Сердито хмурю брови.
– Помнишь, что было, когда две недели назад ты поссорилась с Эмили в школе и пришла домой в дурном настроении? – спрашивает папа. – Ты пошла в лес метать ножи. И что произошло?
Я настороженно смотрю на него, не совсем понимая, к чему он клонит.
– Я плохо метала и потом разревелась.
– Верно, – говорит он. Его голос делается менее напряженным. – Не потому, что твои навыки вдруг изменились, а потому, что изменились твои эмоции. Ты ненавидишь, когда у тебя что-то плохо получается, Нова. А еще больше ты ненавидишь проигрывать. Но делать что-то плохо и проигрывать – не так ужасно, как тебе кажется, и это значит не то, что ты думаешь. Это свойственно человеку. На ошибках учатся. Более того, они дают тебе свободу не всегда быть идеальным победителем.

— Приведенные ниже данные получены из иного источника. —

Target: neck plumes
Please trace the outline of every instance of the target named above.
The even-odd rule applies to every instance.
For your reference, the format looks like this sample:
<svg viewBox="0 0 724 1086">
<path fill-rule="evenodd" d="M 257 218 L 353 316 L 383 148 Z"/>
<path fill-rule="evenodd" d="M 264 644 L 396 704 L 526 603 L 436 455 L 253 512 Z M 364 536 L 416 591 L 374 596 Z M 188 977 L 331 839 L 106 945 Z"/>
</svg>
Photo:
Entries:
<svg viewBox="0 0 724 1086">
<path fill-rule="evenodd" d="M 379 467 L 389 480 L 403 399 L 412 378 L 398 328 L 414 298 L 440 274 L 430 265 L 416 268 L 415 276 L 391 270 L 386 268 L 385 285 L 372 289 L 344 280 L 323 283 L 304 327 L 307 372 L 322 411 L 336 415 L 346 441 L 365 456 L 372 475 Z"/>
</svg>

Я скептически смотрю на него.
– А что, быть идеальным победителем – плохо?
– По правде говоря, да, если ты не можешь им не быть. Так ты оказываешься в плену постоянного разочарования. Самые храбрые люди, которых я знаю, самые умелые люди, которых я знаю, – все они время от времени проигрывают и терпят неудачи. Но они признают это. И признание собственного поражения вызывает у других уважение и доверие. – Он многозначительно смотрит на меня. – Умение принять себя такой, какая ты есть и какой не являешься, дает тебе определенные преимущества…
Изо всех сил сопротивляюсь желанию рассказать ей, кто мой отец. Вряд ли это хорошо кончится, если она узнает, что он Лев.
– Мой отец Лев, – выпаливаю я, стоит мне об этом подумать. – Черт возьми! – кричу я, ударяя рукой по столу, и едва не падаю на пол, потеряв равновесие.
– Лев, – говорит она, втягивая воздух, и в ее голосе появляются грозные нотки. – Ты думала, я стану помогать Льву? – Она вытаскивает из-за пояса тонкий кинжал.
Спотыкаясь, делаю шаг назад и пытаюсь заставить голову работать. Теперь я отчаянно жалею, что не сказала Аарье и Эшу, где находится аптека.
– Поверить не могу, что сохранила ваше местонахождение в тайне.
«А теперь я сказала это вслух». Хочется кричать от отчаяния.
– Что ты имеешь в виду? Что никто не знает, где ты? – Ее губы трогает пугающая улыбка.
– Вот именно, – отвечаю я, с каждой секундой нервничая все сильнее.
– Если подумать, – говорит она, оглядываясь вокруг, – у меня кончаются кое-какие ингредиенты. – Она указывает на стеклянные бутылочки. – Тебя можно прекрасно под это приспособить.
На секунду я застываю, не зная, как и реагировать. Мой разум хочет отвергнуть ее слова и убедить меня, что она не собирается сделать из меня тинктуры или яды или другие кошмарные зелья, которые она тут готовит. Бросаю взгляд на многочисленные склянки с сушеными веществами на полках. Меня вдруг начинает тошнить. Перевожу глаза обратно на аптекаря; та задумчиво проводит пальцем по краю лезвия.
У меня на лбу выступает пот.
– Послушайте, – говорю я, отчаянно стараясь сосредоточиться на чем-то, что не выдаст отца. – Я понимаю, почему вас не прельщает возможность помочь мне.
– Я не собираюсь тебе помогать, – поправляет она.
– Но вы ошибаетесь, – говорю я и качаю головой. Страшно злюсь на себя.
– Это мне кажется очень маловероятным. – Она делает шаг вперед.
– Остановитесь! – почти кричу я. – Перестаньте угрожать мне кинжалом хотя бы на минуту. Я не могу сосредоточиться и сказать то, что должна вам сказать.
– То, что ты не можешь сосредоточиться, – не моя проблема. – Мой жалкий лепет ее не трогает.